The weather wasn’t great, to be honest (despite the sunshine in the above photo!), but I think everyone had a good time, whether it was tucking into the Saturday barbecue or Sunday cream teas, or witnessing Group Director, Tim Bulley’s frankly awe-inspiring performance on the microphone during the bingo and raffle. I know I did. As our Group Editor Alastair Clements blogged recently, it really is the best of caravanning.

And yet, for all the fun and jollity, there was a bit of a dark cloud on the horizon – for me, at any rate. Actually, there were loads of dark clouds on the horizon, most of which brought torrential rain, but you get my meaning. This was because my wife and son had to pull out of attending at the eleventh hour. So while I enjoyed giving our new Suzuki S-Cross DDiS ALLGRIP long-term test car its first run with a caravan hitched on the back (namely our comfortable Swift Lifestyle 4), I was missing the company of my family.

As you’d expect, flying solo (as I like to call it) in a caravan is par for the course in my line of work. I’ve done it loads of times over the years, often in the depths of winter, in the dark and the cold in the middle of nowhere, when mine is the only unit on a given site. And it didn’t bother me in the slightest, because it was work.

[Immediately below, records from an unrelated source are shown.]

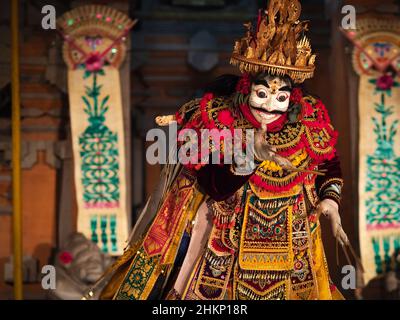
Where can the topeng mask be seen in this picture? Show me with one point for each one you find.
(269, 98)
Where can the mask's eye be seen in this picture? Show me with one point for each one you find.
(282, 97)
(261, 94)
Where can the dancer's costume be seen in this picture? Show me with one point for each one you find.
(265, 242)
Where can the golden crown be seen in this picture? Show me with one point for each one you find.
(277, 46)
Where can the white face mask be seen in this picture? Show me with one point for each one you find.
(269, 98)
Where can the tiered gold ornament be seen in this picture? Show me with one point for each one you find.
(277, 45)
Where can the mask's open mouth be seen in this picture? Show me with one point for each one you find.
(275, 112)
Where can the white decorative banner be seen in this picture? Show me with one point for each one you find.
(94, 49)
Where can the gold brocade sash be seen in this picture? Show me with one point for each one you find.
(158, 251)
(266, 238)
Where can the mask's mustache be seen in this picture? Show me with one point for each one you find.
(276, 112)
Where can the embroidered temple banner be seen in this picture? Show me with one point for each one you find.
(377, 61)
(94, 48)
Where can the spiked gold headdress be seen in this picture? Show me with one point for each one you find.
(277, 46)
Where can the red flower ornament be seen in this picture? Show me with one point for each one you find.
(385, 82)
(226, 118)
(94, 62)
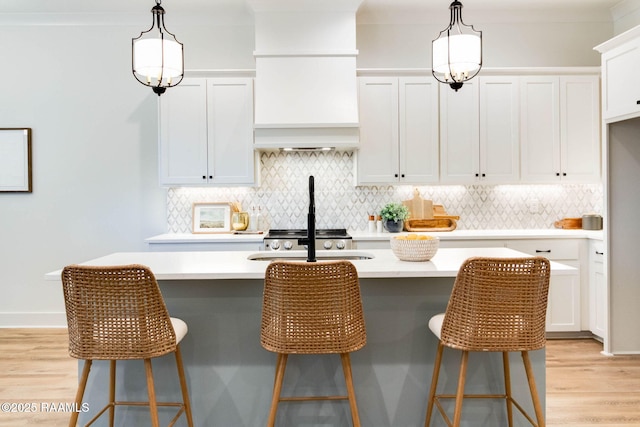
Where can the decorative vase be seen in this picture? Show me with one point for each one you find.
(393, 226)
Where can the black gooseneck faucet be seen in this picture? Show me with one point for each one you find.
(310, 241)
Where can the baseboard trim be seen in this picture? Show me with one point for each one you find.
(33, 320)
(576, 335)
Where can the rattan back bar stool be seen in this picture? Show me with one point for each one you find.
(312, 308)
(118, 313)
(496, 305)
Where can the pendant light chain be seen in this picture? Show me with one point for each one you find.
(157, 56)
(457, 52)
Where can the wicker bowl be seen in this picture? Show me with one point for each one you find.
(414, 249)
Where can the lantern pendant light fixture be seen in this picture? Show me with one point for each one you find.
(157, 56)
(457, 52)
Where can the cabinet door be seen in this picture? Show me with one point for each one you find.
(378, 153)
(621, 92)
(597, 290)
(459, 134)
(580, 128)
(183, 134)
(540, 128)
(230, 130)
(564, 301)
(418, 130)
(499, 130)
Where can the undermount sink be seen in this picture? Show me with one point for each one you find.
(302, 255)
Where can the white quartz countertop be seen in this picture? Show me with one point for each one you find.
(553, 233)
(218, 265)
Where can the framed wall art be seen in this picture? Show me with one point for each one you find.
(15, 160)
(212, 217)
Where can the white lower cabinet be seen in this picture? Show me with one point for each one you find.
(564, 303)
(597, 290)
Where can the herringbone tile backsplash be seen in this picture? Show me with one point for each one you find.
(283, 197)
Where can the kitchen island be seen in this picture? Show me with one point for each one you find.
(230, 376)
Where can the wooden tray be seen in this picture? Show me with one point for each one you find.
(435, 224)
(425, 216)
(569, 223)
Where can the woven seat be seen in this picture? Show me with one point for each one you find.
(497, 305)
(117, 313)
(312, 308)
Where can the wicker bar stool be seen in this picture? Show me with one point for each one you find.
(117, 313)
(312, 308)
(497, 305)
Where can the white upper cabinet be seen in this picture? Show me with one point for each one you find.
(206, 133)
(620, 59)
(398, 130)
(559, 129)
(479, 127)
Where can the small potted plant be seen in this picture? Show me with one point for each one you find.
(393, 216)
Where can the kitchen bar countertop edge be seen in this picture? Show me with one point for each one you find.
(220, 265)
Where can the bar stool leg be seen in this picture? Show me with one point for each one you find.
(457, 415)
(434, 383)
(112, 391)
(183, 386)
(346, 368)
(532, 387)
(153, 407)
(281, 364)
(507, 387)
(73, 421)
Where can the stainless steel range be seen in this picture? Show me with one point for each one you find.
(289, 239)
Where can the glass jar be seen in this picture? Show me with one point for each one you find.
(239, 221)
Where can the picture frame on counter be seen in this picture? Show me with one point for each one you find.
(15, 160)
(212, 217)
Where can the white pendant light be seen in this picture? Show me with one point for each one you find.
(457, 52)
(157, 56)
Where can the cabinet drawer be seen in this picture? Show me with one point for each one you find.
(553, 249)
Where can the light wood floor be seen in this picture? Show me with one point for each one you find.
(584, 388)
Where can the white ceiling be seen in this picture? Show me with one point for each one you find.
(368, 6)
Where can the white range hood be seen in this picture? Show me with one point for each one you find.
(306, 91)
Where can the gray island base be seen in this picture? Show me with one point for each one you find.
(230, 376)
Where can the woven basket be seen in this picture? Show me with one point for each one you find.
(414, 250)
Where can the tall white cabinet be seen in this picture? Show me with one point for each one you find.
(398, 130)
(560, 128)
(206, 132)
(479, 132)
(621, 152)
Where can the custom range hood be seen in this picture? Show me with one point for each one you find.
(306, 91)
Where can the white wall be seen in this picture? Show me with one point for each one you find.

But at such a family-friendly event, like the Reader Rally, it was rather different. Granted, it was still very much a working weekend (I’m not sure I want to see a Styrofoam cup of tea again for quite some time, that’s for sure), but the difference on this occasion was that just about everyone else on the rally was there with family and/or friends. Whereas my loved ones were stuck back at home, over 300 miles away.

It got me thinking and helped me gain a fresh insight into the lifestyle of a particular type of caravanner. Because while my enforced solitude was a one-off (you can bet your bottom dollar that Mrs Le C and Le C Junior will be with me on next year’s Practical Caravan Reader Rally), it’s very much the norm for a lot of caravanners out there.

Of course, some people prefer to spend their caravan holidays on their own. But what about those who don’t? This is where the wonderful community spirit of caravanning kicks in, especially at an event like the Reader Rally.

If you happen to spot someone on their own on your future travels, might I suggest a gentle, no-strings-attached offer of coming around to yours for a couple of beers (for example) one night, or maybe stopping by for a burger at your next barbecue? And if they politely decline – hey, no sweat. But there might just come a time when someone listens to your offer, and then practically snaps your hand off.